Desanimado, abandonou o futebol por completo, dedicando-se a outras profissões, como vendedor de carros, jogador profissional e dono de um clube noturno.
Do Royal Crescent para o mundo
Voltou ao West Ham, onde, sob a orientação de Ted Fenton, deu alguns treinos e mais tarde tornou-se um dos responsáveis pelos schoolboys, sendo uma das figuras orientadoras da academia do clube.
Nesses anos foi tutor do jovem Bobby Moore, que anos mais tarde o recordou com imenso carinho, lembrando o papel fundamental que teve na sua carreira, reparando nele e apoiando-o quando mais ninguém se interessava pelo jovem Moore. Já no auge da carreira, o campeão mundial Bobby Moore jurava que não podia ter sido nada do que foi sem o Big Mal, razão pela qual amava aquele homem.
Depois passou pela Universidade de Cambridge onde aprofundou os seus estudos sobre treino, antes de assumir o seu primeiro papel como treinador ao serviço do Bath City.
Seria na cidade banhada pelo Avon que Allison começaria a sua carreira, acabando com velhos hábitos instalados no clube.
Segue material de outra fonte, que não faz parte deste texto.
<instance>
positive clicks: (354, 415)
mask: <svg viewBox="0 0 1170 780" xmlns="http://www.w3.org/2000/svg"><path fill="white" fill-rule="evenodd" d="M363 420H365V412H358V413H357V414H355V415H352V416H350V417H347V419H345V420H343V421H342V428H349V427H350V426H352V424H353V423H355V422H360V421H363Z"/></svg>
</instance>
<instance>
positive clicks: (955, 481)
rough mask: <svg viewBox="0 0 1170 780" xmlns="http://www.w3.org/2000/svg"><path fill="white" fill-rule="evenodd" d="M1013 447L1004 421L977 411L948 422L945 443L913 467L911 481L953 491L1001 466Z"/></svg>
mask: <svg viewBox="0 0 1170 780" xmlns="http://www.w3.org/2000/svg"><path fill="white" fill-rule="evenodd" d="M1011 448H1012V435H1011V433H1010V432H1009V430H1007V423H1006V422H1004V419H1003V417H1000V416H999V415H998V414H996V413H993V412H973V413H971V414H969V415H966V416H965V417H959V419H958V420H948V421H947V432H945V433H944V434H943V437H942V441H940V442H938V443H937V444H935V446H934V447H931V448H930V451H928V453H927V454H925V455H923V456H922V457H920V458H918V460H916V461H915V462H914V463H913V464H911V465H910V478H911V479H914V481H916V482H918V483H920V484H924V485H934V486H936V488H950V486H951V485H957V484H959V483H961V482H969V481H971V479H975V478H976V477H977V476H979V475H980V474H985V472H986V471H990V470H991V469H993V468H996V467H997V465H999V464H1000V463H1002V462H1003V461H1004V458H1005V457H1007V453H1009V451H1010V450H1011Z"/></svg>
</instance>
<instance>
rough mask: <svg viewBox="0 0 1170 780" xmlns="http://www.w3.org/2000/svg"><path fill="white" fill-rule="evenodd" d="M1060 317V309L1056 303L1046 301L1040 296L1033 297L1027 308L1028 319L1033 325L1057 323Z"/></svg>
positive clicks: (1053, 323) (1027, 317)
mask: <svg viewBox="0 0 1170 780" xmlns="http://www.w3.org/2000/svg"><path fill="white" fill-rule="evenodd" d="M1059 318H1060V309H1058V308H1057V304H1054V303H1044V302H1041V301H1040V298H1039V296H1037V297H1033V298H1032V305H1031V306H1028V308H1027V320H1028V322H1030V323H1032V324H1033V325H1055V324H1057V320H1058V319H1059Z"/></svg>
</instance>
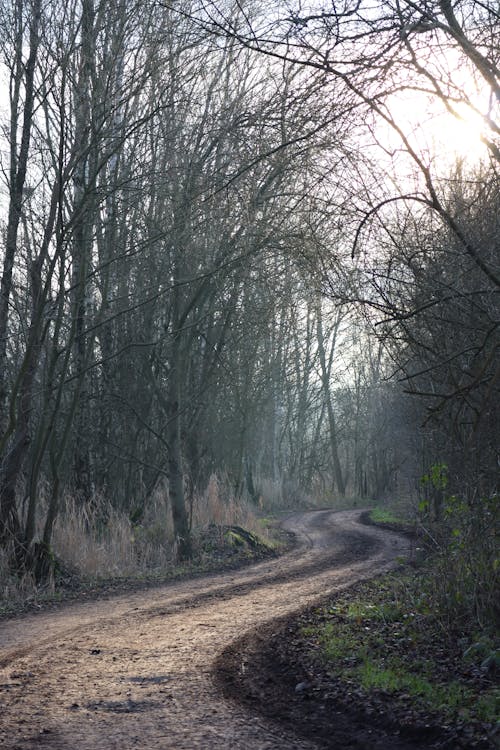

Substituindo Bob Hewson, obrigou os jogadores a treinar duas vezes ao dia, quando antes da sua chegada, e por serem todos amadores com um trabalho durante o dia, só treinavam quatro vezes por semana.
Ficou em terceiro lugar no campeonato e chegou à terceira ronda da FA Cup, obrigando o primodivisionário Bolton a um jogo de desempate, depois de ter estado a vencer o primeiro jogo quase até ao fim.
No fim da época abandonou a cidade de Jane Austeen e olhou para trás uma última vez para o Royal Crescent, antes de aceitar o convite que lhe chegou do Canadá para treinar o Toronto City. Mas poucas semanas bastaram para ter saudades da Old Blighty e rapidamente regressou a Inglaterra.
O City podia jogar em Marte
A sua carreira em Bath dera nas vistas, não surpreendendo que despertasse a cobiça de clubes de escalões superiores, um deles, o Plymouth Argyle, contratou-o e levou-o para a costa sul de Inglaterra. Ao serviço dos verdes despertou o interesse do Middlesbrough, mas seria o Manchester City que o contrataria.
Ao longo de sete épocas, Mercer e Allison transformaram um clube de segunda divisão numa das mais excitantes e admiradas equipas de Inglaterra.
Campeões de Inglaterra e vencedores do Charity Shield em 1968, vencedores da FA Cup em 1969, da Taça da Liga e da Taça dos Vencedores das Taças em 1970, os cityzens tornaram-se num caso sério no panorama futebolístico inglês. No auge do sucesso, Allison afirmava numa entrevista que o "City seria o primeiro clube a ser convidado a jogar em Marte."